A Spanish court has on Wednesday indicted one of the country's top bankers on charges of trafficking in art after attempting to illegally export a valuable Picasso painting.
Spanish banker Jaime Botin, the brother of the late president of the Banco Santander, Emilio Botin, was allegedly nabbed by police while trying to illegally export Picasso's "Head of Young Girl" canvas valued at 26 million euro ($29 million), a court statement said.
The 1906 painting was intercepted by Spanish Civil Guard officers on July 31, 2015, on board a yacht moored at the French port of Corsica.
It is alleged the painting was being transported out of Spain toward Switzerland.
Police impounded the artwork, returned it to Spain and deposited the masterpiece at Madrid's Reina Sofia museum for its temporary custody.

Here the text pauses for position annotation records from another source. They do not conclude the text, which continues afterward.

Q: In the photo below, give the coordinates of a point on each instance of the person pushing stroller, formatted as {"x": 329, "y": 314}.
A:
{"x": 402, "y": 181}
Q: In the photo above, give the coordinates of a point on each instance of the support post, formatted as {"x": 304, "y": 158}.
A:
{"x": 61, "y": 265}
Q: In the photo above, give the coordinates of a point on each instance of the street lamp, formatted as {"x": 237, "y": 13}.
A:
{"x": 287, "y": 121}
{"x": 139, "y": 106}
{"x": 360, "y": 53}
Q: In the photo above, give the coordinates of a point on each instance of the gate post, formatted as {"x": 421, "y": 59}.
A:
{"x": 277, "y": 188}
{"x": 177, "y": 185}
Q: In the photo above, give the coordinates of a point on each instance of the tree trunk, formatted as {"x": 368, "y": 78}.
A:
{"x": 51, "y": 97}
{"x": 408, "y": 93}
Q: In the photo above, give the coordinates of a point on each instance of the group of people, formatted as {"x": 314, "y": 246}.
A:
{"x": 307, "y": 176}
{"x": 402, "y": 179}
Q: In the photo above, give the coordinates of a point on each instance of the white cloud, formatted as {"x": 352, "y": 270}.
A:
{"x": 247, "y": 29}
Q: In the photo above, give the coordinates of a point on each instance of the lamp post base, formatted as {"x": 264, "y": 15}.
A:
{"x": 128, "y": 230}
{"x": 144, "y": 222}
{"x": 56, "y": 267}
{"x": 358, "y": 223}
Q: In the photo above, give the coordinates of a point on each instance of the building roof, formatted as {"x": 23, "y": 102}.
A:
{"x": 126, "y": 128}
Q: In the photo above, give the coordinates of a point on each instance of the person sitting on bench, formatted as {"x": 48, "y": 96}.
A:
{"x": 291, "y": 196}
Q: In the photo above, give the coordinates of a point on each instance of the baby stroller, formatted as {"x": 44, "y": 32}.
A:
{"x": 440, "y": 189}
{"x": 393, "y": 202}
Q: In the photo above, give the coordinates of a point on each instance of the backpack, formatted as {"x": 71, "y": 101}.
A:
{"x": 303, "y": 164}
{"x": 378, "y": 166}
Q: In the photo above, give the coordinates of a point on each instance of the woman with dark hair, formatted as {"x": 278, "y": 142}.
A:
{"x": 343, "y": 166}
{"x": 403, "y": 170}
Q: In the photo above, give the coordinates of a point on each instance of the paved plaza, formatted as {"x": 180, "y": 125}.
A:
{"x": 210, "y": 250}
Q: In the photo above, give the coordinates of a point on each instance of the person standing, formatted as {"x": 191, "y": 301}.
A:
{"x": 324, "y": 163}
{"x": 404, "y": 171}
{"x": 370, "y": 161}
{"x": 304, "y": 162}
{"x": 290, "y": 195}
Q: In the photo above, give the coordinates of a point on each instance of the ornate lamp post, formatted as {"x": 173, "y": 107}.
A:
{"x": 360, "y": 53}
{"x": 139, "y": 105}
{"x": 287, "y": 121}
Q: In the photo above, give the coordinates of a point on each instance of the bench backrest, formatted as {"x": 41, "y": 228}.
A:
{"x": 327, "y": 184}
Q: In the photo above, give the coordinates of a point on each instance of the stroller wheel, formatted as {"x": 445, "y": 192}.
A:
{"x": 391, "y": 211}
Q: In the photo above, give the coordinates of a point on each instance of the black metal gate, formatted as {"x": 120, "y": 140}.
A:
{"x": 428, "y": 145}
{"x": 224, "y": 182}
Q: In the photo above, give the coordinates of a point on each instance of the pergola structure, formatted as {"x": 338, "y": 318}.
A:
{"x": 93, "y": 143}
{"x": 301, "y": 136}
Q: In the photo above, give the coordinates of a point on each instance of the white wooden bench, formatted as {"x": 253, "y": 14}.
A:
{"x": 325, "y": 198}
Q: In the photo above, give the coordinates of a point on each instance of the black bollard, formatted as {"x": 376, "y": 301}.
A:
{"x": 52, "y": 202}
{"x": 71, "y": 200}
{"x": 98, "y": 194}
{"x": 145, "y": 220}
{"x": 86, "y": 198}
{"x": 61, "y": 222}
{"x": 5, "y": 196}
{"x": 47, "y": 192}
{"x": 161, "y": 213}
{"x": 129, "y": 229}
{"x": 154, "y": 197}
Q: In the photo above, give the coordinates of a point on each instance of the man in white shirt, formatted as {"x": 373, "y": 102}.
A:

The Spanish court's indictment, which can be appealed, states that on Dec. 5, 2012, Christie's Iberica Auction House, acting on behalf of Botin, requested an export permit for the artwork which at the time was housed at the banker's residence.
It is alleged the intention was to sell the painting through the London auction house, but Spain's authorities refused the export permit, arguing the work's artistic value.
The General Directorate of Fine Arts of the Spanish Ministry of Education and Culture agreed in 2012, as a precautionary measure, on the "non-exportability" of this Picasso considered "unique" by the heads of Spain's historical patrimony and of "exceptional importance" by Madrid's Reina Sofia museum.
The "Head of Young Woman" was painted by Picasso in Gosol (Lerida, Spain) at the age of 24 and there is no similar painting of the Malaga-born artist in Spain.
The indictment considers the banker took the painting out of Spain with the intention of selling it at a time when the Spanish administration had forbidden its export, a ban which the banker allegedly ignored.